Freddy Buache son ami nous avait parlé de lui comme d’un « ange » à la sortie de Violanta, en 1977, et c’est vrai que Daniel Schmid, dans le monde du cinéma suisse, et de l’art en général, occupait la place des « purs », à propos desquels il semble un peu obscène de se demander si leur travail est « populaire » ou « de qualité »…

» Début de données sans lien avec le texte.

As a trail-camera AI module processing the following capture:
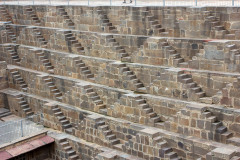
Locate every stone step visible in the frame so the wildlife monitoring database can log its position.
[110,139,120,145]
[216,126,228,134]
[227,137,240,147]
[182,78,193,84]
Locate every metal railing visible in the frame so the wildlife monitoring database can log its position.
[0,114,43,145]
[0,0,240,6]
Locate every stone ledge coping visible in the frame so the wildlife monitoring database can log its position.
[6,65,240,114]
[3,22,240,42]
[0,89,239,150]
[3,43,240,78]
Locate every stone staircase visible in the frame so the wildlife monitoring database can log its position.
[153,136,182,160]
[34,50,54,74]
[136,96,164,128]
[226,44,240,61]
[16,95,34,117]
[32,27,48,48]
[0,6,13,23]
[118,63,147,93]
[63,31,85,55]
[178,72,212,104]
[6,25,17,43]
[96,120,122,150]
[161,41,188,67]
[51,105,73,134]
[96,9,118,33]
[201,111,233,143]
[10,70,28,92]
[57,6,75,29]
[102,34,131,62]
[0,108,12,120]
[84,85,107,115]
[4,45,21,65]
[43,76,62,101]
[59,138,80,160]
[74,58,95,81]
[25,8,41,26]
[141,9,169,37]
[205,11,235,39]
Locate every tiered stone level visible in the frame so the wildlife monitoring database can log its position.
[0,5,240,160]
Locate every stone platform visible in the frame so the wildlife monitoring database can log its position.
[0,5,240,160]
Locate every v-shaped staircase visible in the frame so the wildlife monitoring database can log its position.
[59,138,80,160]
[4,45,21,65]
[34,50,54,74]
[10,70,28,92]
[96,9,118,33]
[57,6,75,29]
[52,106,73,134]
[43,76,62,101]
[25,7,41,26]
[16,95,34,117]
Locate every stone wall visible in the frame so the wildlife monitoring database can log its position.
[1,5,239,39]
[0,5,240,160]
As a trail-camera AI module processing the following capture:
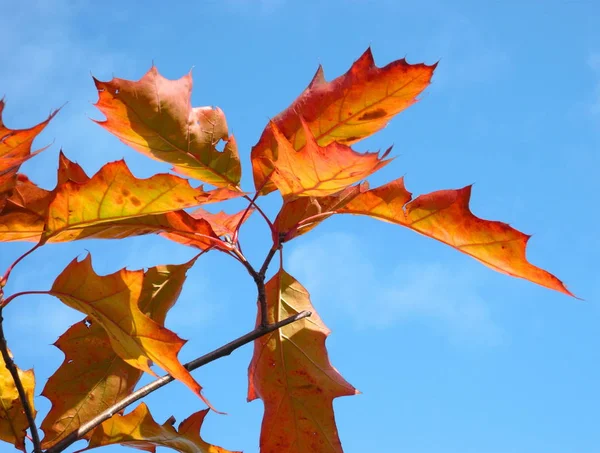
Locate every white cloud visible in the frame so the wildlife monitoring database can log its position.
[288,233,502,345]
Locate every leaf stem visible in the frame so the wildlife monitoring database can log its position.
[0,291,53,310]
[0,308,42,453]
[46,311,312,453]
[0,241,44,288]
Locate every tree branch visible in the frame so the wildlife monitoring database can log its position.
[0,308,42,453]
[46,311,312,453]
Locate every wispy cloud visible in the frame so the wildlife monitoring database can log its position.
[289,233,502,345]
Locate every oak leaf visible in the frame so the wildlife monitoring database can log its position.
[77,403,240,453]
[252,49,436,194]
[269,122,391,199]
[41,258,195,448]
[94,66,241,188]
[0,99,58,196]
[0,346,35,452]
[273,181,369,242]
[248,269,358,453]
[338,178,573,296]
[51,255,216,405]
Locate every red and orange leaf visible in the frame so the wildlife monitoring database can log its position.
[41,259,195,449]
[94,66,241,188]
[82,403,240,453]
[338,178,573,296]
[0,99,58,197]
[44,161,217,239]
[248,269,358,453]
[273,181,369,242]
[51,255,216,410]
[56,150,90,187]
[0,174,52,242]
[269,122,391,198]
[0,346,35,452]
[183,208,254,236]
[252,49,436,194]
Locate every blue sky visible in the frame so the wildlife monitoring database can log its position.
[0,0,600,453]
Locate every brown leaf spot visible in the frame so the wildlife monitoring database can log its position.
[358,109,387,121]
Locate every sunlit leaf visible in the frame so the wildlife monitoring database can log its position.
[0,346,35,452]
[94,66,241,188]
[248,270,357,453]
[339,178,572,296]
[78,403,240,453]
[41,259,195,448]
[252,49,436,193]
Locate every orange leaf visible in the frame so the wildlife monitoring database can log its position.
[0,174,52,242]
[0,346,35,452]
[94,66,241,188]
[0,99,58,198]
[269,123,391,198]
[252,49,436,194]
[338,178,573,296]
[248,269,358,453]
[44,161,218,239]
[273,181,369,242]
[77,403,240,453]
[192,208,254,236]
[41,259,195,449]
[51,255,216,410]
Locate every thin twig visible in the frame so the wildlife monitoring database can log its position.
[0,241,44,287]
[0,308,42,453]
[46,311,312,453]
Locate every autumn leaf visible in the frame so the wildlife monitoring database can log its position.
[0,173,52,242]
[338,178,573,296]
[77,403,240,453]
[252,49,436,194]
[51,255,216,410]
[273,181,369,242]
[270,122,391,198]
[44,161,226,240]
[180,208,254,236]
[41,258,195,448]
[0,99,58,196]
[94,66,241,188]
[248,269,358,453]
[0,346,35,452]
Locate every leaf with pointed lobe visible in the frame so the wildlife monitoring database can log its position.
[44,161,220,239]
[94,66,241,189]
[41,258,196,448]
[251,49,436,194]
[248,269,358,453]
[77,403,241,453]
[51,255,216,410]
[270,122,391,199]
[0,99,58,198]
[338,178,573,296]
[273,181,369,242]
[0,346,35,452]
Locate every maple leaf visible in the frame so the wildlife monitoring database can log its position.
[252,49,436,194]
[338,178,573,296]
[77,403,240,453]
[273,181,369,242]
[94,66,241,188]
[248,269,358,453]
[41,258,196,448]
[0,346,35,452]
[0,99,58,198]
[269,121,391,198]
[51,255,210,406]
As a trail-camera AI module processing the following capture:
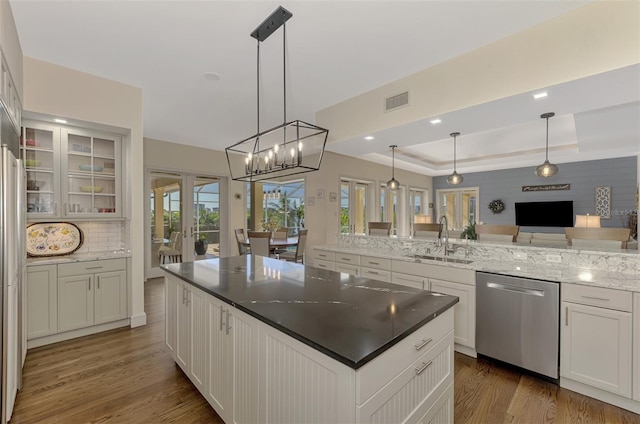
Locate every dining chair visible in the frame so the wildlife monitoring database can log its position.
[367,222,391,237]
[247,231,271,258]
[158,232,182,264]
[233,228,250,255]
[280,230,309,263]
[413,222,442,238]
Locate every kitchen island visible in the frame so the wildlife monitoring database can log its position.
[163,255,458,422]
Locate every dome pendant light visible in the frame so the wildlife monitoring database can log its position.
[536,112,558,178]
[387,144,400,190]
[447,132,464,185]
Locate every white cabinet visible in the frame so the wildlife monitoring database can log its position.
[20,121,122,218]
[26,265,58,339]
[57,259,127,332]
[560,284,632,397]
[165,275,259,423]
[429,278,476,348]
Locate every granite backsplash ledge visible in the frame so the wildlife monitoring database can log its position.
[337,234,640,274]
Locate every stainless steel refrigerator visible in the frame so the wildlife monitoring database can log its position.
[0,104,26,424]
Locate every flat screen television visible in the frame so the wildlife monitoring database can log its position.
[516,200,573,227]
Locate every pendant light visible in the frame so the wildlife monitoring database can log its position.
[387,144,400,190]
[536,112,558,178]
[225,6,329,182]
[447,132,464,185]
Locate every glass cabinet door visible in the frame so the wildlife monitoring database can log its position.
[20,121,60,217]
[62,130,121,216]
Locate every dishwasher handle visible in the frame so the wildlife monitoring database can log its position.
[487,282,544,297]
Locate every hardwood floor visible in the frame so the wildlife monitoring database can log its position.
[11,278,640,424]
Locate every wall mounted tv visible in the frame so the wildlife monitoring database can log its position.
[516,200,573,227]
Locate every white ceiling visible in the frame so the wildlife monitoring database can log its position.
[11,0,640,175]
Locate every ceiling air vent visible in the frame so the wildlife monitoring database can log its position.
[384,91,409,112]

Comme un Fellini, toutes proportions gardées, Daniel Schmid avait son univers, sa musique et son imagerie, son baroquisme pictural et sa rêverie nostalgique, dont la première illustration éclatante s’était déployée dans Heute Nacht oder nie, en 1972, évocation du rite d’inversion des rôles, entre maîtres et serviteurs, lors de la nuit de la Saint-Jean. Cette première merveille, de tournure « rétro » évoquant un peu l’esthétisme d’un Visconti, allait être suivie, en 1974, par La Paloma, et, en 1977, par une adaptation somptueuse d’un roman de Conrad-Ferdinand Meyer, sous le titre de Violanta. Tourné à Soglio, dans le pays natal du réalisateur, ce film lyrique et lesté de mélancolie, habité par les présences inoubliables de Lucia Bosè ou de François Simon, illustre parfaitement la poésie de Daniel Schmid, relancée ensuite dans Le baiser de Tosca, en 1984, évoquant la Casa Verdi de Milan où se retrouvent de vieilles divas, comme dans La fin du jour de Duvivier, ou encore dans Hors saison, en 1992, remémoration émouvante des ses souvenirs d’enfant d’hôteliers grisons.
Rappelons alors que Daniel Schmid, né en 1941 à Flims, s’était établi à Berlin à l’âge de 19 ans pour y étudier l’art et la littérature avant de s’inscrire à l’Académie allemande du cinéma. Lié (notamment) à l’actrice Ingrid Caven, proche du groupe effervescent de Rainer Werner Fassbinder, il apparut à plusieurs reprises dans les films de celui-ci tout en traçant son propre sillon, dans une veine moins radicale.
Atteint depuis des années dans sa santé, Daniel Schmid avait également réalisé des mises en scène d’opéra, dont Les puritains de Bellini à Genève, en 1995, et un Trouvère de Verdi à Zurich, en 1996. En collaboration avec l’écrivain Martin Suter, il était enfin l’auteur de Beresina ou les derniers jours de la Suisse, dans une tonalité plus caustique et grinçante détonant quelque peu dans son œuvre. Celle-ci reste essentiellement celle d’un poète du cinéma suisse, sans doute moins « populaire » que « de qualité »…
Commentaires
C'est vous qui m'apprenez la mort de Daniel Schmid, un cinéaste que j'admirais. La Paloma (et le magnifique personnage d'Ingrid Caven) est un très beau souvenir, troublant, que j'ai vu lorsqu'il est sorti ; et puis L'Ombre des Anges qui a provoqué tant de remous à l'époque (un cinéma du quartier latin est évacué pour alerte à la bombe).
Je ne sais pas si l'on peut trouver facilement ces films en DVD.